Antropologies de la Caixa Negra ©Silvia Poch

Anthropologies of the Black Box

The starting point of this project is the consideration of the black box concept as a philosophical machine. The black box is not only an instrument for recording flight signals that helping determine the causes of a fatal incident. Since the first uses of this device in civil aviation in the mid-20th century, and due to its prominence in the scenes of catastrophe, the black box has culturally functioned as a metaphor for encrypted memory — a persistent, indestructible, and concentrated testimony of the destroyed.
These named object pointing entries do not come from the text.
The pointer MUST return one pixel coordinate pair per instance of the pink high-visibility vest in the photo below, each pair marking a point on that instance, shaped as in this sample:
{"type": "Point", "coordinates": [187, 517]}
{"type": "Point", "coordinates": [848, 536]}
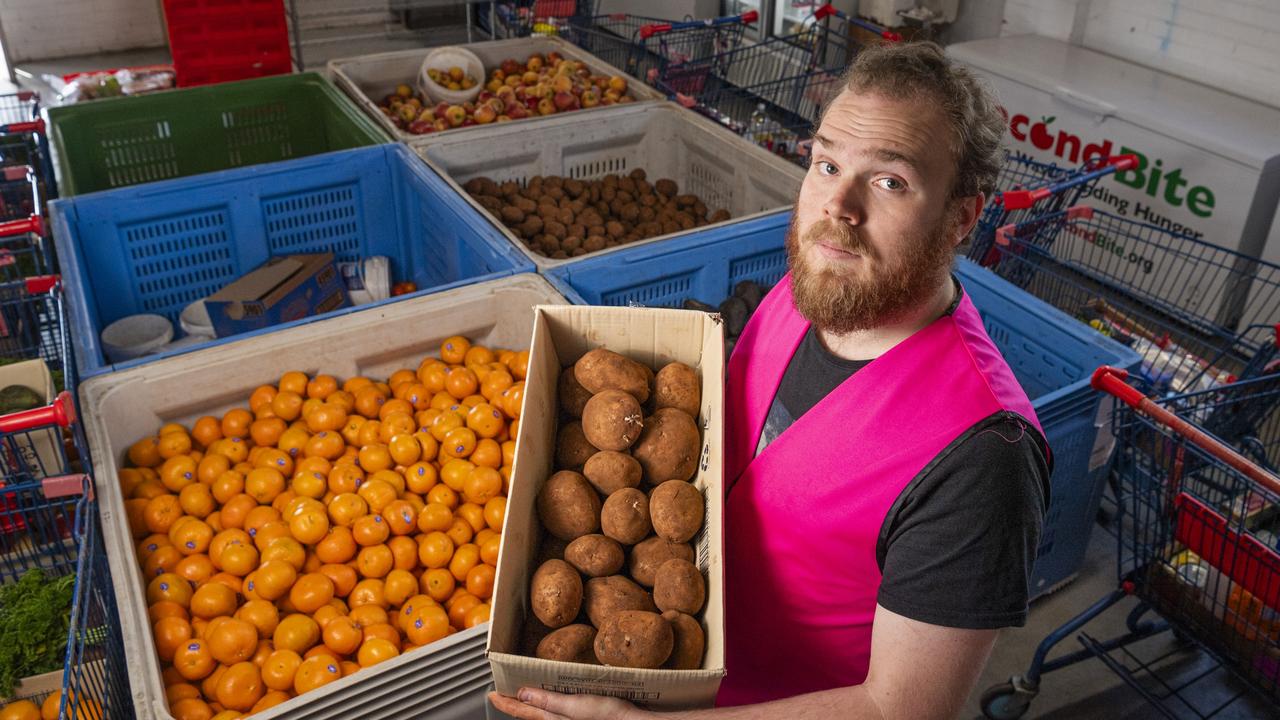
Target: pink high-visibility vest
{"type": "Point", "coordinates": [803, 518]}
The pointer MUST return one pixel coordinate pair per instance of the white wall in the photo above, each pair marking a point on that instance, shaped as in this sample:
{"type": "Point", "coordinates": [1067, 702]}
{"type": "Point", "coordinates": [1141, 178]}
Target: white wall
{"type": "Point", "coordinates": [1229, 44]}
{"type": "Point", "coordinates": [37, 30]}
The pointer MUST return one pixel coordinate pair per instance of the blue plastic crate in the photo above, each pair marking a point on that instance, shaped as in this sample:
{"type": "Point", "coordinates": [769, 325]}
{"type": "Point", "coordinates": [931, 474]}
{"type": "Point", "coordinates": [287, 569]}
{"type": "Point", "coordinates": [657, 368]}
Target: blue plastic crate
{"type": "Point", "coordinates": [158, 247]}
{"type": "Point", "coordinates": [1051, 354]}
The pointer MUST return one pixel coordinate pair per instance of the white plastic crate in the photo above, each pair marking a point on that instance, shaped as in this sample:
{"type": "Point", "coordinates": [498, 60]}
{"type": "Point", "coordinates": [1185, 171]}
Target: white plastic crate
{"type": "Point", "coordinates": [664, 140]}
{"type": "Point", "coordinates": [446, 679]}
{"type": "Point", "coordinates": [368, 78]}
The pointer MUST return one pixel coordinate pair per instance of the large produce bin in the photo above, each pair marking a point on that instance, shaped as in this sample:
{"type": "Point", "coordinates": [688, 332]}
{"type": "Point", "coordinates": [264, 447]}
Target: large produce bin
{"type": "Point", "coordinates": [446, 679]}
{"type": "Point", "coordinates": [170, 135]}
{"type": "Point", "coordinates": [158, 247]}
{"type": "Point", "coordinates": [725, 171]}
{"type": "Point", "coordinates": [369, 78]}
{"type": "Point", "coordinates": [1051, 354]}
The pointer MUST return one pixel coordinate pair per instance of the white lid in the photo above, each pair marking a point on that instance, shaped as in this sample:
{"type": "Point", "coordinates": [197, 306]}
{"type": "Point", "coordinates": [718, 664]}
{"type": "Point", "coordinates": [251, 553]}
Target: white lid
{"type": "Point", "coordinates": [1191, 113]}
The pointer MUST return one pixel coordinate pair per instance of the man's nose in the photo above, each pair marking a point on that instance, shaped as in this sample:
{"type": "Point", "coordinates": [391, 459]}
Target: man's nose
{"type": "Point", "coordinates": [845, 204]}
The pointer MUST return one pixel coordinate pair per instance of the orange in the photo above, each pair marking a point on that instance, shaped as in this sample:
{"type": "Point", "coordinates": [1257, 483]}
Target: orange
{"type": "Point", "coordinates": [374, 651]}
{"type": "Point", "coordinates": [172, 587]}
{"type": "Point", "coordinates": [489, 550]}
{"type": "Point", "coordinates": [297, 632]}
{"type": "Point", "coordinates": [374, 561]}
{"type": "Point", "coordinates": [213, 600]}
{"type": "Point", "coordinates": [435, 550]}
{"type": "Point", "coordinates": [314, 673]}
{"type": "Point", "coordinates": [261, 614]}
{"type": "Point", "coordinates": [240, 687]}
{"type": "Point", "coordinates": [170, 633]}
{"type": "Point", "coordinates": [342, 636]}
{"type": "Point", "coordinates": [337, 546]}
{"type": "Point", "coordinates": [193, 660]}
{"type": "Point", "coordinates": [428, 624]}
{"type": "Point", "coordinates": [438, 583]}
{"type": "Point", "coordinates": [236, 423]}
{"type": "Point", "coordinates": [455, 349]}
{"type": "Point", "coordinates": [343, 578]}
{"type": "Point", "coordinates": [311, 592]}
{"type": "Point", "coordinates": [233, 641]}
{"type": "Point", "coordinates": [279, 669]}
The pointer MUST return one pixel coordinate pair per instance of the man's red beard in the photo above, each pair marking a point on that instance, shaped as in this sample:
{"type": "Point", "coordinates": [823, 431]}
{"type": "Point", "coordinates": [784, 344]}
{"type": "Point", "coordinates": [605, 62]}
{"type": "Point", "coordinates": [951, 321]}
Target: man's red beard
{"type": "Point", "coordinates": [876, 292]}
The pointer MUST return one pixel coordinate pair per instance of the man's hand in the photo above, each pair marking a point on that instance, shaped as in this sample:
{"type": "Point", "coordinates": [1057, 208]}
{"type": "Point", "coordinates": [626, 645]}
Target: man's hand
{"type": "Point", "coordinates": [542, 705]}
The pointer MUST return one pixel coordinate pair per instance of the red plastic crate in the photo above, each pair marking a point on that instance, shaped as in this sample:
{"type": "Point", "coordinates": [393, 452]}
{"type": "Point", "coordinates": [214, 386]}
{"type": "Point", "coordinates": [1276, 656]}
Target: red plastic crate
{"type": "Point", "coordinates": [227, 40]}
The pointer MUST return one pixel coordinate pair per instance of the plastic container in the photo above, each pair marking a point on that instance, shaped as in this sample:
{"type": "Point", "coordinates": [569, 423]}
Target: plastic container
{"type": "Point", "coordinates": [1051, 354]}
{"type": "Point", "coordinates": [664, 140]}
{"type": "Point", "coordinates": [442, 59]}
{"type": "Point", "coordinates": [369, 78]}
{"type": "Point", "coordinates": [127, 141]}
{"type": "Point", "coordinates": [446, 679]}
{"type": "Point", "coordinates": [135, 336]}
{"type": "Point", "coordinates": [158, 247]}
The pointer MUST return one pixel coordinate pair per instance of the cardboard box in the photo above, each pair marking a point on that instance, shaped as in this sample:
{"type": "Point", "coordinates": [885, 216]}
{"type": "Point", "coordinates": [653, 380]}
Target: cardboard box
{"type": "Point", "coordinates": [284, 288]}
{"type": "Point", "coordinates": [41, 449]}
{"type": "Point", "coordinates": [654, 337]}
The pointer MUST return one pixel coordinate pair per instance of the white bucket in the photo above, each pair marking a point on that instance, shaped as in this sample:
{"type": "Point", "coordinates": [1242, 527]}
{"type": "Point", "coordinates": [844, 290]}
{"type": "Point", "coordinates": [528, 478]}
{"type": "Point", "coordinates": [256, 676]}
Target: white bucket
{"type": "Point", "coordinates": [136, 336]}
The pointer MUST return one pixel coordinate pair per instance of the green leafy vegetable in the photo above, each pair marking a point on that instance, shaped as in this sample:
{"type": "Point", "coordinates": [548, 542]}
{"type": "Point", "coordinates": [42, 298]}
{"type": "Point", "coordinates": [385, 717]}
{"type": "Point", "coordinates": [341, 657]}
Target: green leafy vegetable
{"type": "Point", "coordinates": [35, 615]}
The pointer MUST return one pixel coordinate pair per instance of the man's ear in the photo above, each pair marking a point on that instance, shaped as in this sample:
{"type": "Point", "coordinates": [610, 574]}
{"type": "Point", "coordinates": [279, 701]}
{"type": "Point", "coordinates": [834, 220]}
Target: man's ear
{"type": "Point", "coordinates": [967, 212]}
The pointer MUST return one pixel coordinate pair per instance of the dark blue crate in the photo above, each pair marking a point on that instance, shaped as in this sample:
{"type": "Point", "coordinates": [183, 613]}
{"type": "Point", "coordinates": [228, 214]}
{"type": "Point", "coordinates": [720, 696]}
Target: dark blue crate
{"type": "Point", "coordinates": [159, 246]}
{"type": "Point", "coordinates": [1051, 354]}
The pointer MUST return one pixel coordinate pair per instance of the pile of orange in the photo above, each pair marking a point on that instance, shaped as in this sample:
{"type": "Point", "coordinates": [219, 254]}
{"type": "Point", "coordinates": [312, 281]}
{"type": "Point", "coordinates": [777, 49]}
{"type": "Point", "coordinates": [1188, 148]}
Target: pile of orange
{"type": "Point", "coordinates": [327, 528]}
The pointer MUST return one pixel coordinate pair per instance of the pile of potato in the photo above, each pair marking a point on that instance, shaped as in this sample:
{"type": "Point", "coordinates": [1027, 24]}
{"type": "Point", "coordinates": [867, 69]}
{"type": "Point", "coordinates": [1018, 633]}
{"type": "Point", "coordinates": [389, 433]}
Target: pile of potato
{"type": "Point", "coordinates": [567, 218]}
{"type": "Point", "coordinates": [639, 602]}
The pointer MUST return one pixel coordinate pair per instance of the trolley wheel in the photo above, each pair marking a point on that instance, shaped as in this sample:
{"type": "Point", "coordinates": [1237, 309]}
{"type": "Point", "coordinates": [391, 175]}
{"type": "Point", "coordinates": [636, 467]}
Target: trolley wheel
{"type": "Point", "coordinates": [1005, 702]}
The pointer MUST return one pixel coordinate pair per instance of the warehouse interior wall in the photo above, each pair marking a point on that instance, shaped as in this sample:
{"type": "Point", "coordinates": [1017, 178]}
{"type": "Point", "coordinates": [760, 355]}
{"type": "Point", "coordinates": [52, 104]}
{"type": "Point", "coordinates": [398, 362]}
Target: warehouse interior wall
{"type": "Point", "coordinates": [39, 30]}
{"type": "Point", "coordinates": [1233, 45]}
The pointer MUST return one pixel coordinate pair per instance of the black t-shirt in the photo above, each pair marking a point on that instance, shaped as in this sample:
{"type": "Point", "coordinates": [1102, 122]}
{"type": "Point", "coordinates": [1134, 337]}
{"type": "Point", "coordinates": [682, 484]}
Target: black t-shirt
{"type": "Point", "coordinates": [956, 547]}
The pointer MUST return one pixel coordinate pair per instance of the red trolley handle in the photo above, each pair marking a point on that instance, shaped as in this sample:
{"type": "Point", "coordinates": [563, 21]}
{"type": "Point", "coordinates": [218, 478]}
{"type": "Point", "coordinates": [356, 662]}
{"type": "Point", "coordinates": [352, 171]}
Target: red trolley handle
{"type": "Point", "coordinates": [827, 10]}
{"type": "Point", "coordinates": [30, 126]}
{"type": "Point", "coordinates": [649, 30]}
{"type": "Point", "coordinates": [32, 224]}
{"type": "Point", "coordinates": [60, 411]}
{"type": "Point", "coordinates": [1024, 199]}
{"type": "Point", "coordinates": [1112, 382]}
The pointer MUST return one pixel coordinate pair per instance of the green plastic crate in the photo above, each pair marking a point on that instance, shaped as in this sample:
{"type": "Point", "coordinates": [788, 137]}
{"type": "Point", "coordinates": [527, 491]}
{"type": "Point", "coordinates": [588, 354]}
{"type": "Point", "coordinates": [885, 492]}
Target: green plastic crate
{"type": "Point", "coordinates": [126, 141]}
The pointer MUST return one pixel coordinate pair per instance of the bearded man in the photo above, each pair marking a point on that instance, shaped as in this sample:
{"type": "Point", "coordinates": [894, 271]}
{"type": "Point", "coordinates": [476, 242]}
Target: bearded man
{"type": "Point", "coordinates": [886, 474]}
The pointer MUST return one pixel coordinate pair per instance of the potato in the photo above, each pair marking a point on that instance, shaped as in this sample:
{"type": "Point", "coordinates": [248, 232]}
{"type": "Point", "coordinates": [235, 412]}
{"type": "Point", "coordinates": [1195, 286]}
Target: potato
{"type": "Point", "coordinates": [676, 510]}
{"type": "Point", "coordinates": [571, 643]}
{"type": "Point", "coordinates": [668, 446]}
{"type": "Point", "coordinates": [649, 555]}
{"type": "Point", "coordinates": [595, 555]}
{"type": "Point", "coordinates": [568, 506]}
{"type": "Point", "coordinates": [634, 638]}
{"type": "Point", "coordinates": [603, 597]}
{"type": "Point", "coordinates": [572, 396]}
{"type": "Point", "coordinates": [690, 641]}
{"type": "Point", "coordinates": [679, 586]}
{"type": "Point", "coordinates": [677, 386]}
{"type": "Point", "coordinates": [609, 472]}
{"type": "Point", "coordinates": [625, 516]}
{"type": "Point", "coordinates": [572, 449]}
{"type": "Point", "coordinates": [604, 369]}
{"type": "Point", "coordinates": [556, 593]}
{"type": "Point", "coordinates": [612, 420]}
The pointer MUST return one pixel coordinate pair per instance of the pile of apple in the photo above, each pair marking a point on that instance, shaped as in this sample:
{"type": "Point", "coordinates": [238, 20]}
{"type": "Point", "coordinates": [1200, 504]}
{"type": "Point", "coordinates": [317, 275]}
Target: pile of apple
{"type": "Point", "coordinates": [539, 86]}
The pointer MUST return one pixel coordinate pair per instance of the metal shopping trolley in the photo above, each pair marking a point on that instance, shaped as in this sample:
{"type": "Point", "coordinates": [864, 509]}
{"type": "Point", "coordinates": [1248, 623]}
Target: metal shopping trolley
{"type": "Point", "coordinates": [1198, 550]}
{"type": "Point", "coordinates": [49, 525]}
{"type": "Point", "coordinates": [1028, 188]}
{"type": "Point", "coordinates": [1198, 314]}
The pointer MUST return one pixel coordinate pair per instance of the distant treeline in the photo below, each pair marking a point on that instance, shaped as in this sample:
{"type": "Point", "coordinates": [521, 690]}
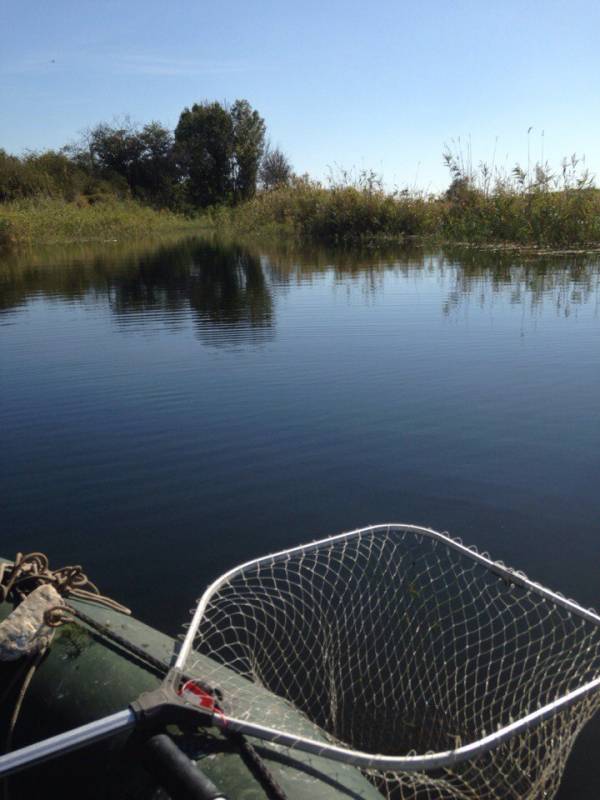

But the black box or flight recorder also coincides in its history with other developments, such as those of encryption technologies, ubiquitous nowadays in any transmission/translation; or the default film and video projection setup that proliferates, in the form of a “black box”, as a typology for exhibition making in the sphere of global contemporary art; or yet, the empty theatrical box, a zero-degree of dramatic spatiality after the dismantling of the classical theater apparatus. In this sense, more than a mere spectacular infrastructure, the black box is a place of apparitions, where blackness serves as a transitional platform for the unexpected to emerge as that which cannot manifest in the obvious world. The black box would thus be the spatial stratagem with which we become susceptible, that is, we expose ourselves to a certain type of manifestation.

Both a hallucinatory capsule and a security deposit for what-really-happened, the black box is a recorder of compromising signals and mental flights. As a resource and a remainder, of and therefore after the catastrophe, the black box is the sign of a strange survival, a script; it thus prompts a contemporary version of the message in a bottle. This hidden “safe box” of reality is a historically dark matter, trauma’s savings account, the ballot box for votes turned ashes. Place of transit for amnesia or smuggled memory. Burnt chest of evidence and traces. When the current civilization collapses, we will have to look for its black boxes. 

Under the format of a lecture-performance, and as part of the Teatre Lliure's KATHARSIS program, Anthropologies of the Black Box uses the stage as a site of resonance, collage, and collision. The narrative, made up of verbal, visual, tactile, and sonic elements, journeys through the work of contemporary artists and authors such as Victor Costales, Amie Siegel, Sara Nadal-Melsió, Gaika, Paloma Polo and Carlos Casas, among others, whose practice will be discussed alongside rare and unpublished documentation as well as some special contributions. Meanwhile, a wearable device called B·LACKASHA will emerge during the play. This brutalist-like lamp allows its bearer to tune into the return of the repressed, transforming their head into a source of black light. Deceptively crude, witty rather than smart, this domestic accessory is also a primitive registration instrument for our collective research.

Information

January 24th and 29th, 2021
Sala Fabià Puigserver, Teatre Lliure Montjuïc.

Co-creation of Mercè Boncompte, Daniel Cardona, Manuel Cirauqui, Ana Habash, Berner Maynés, Elisabet Pahissa and Alexandre Viladrich for eina idea.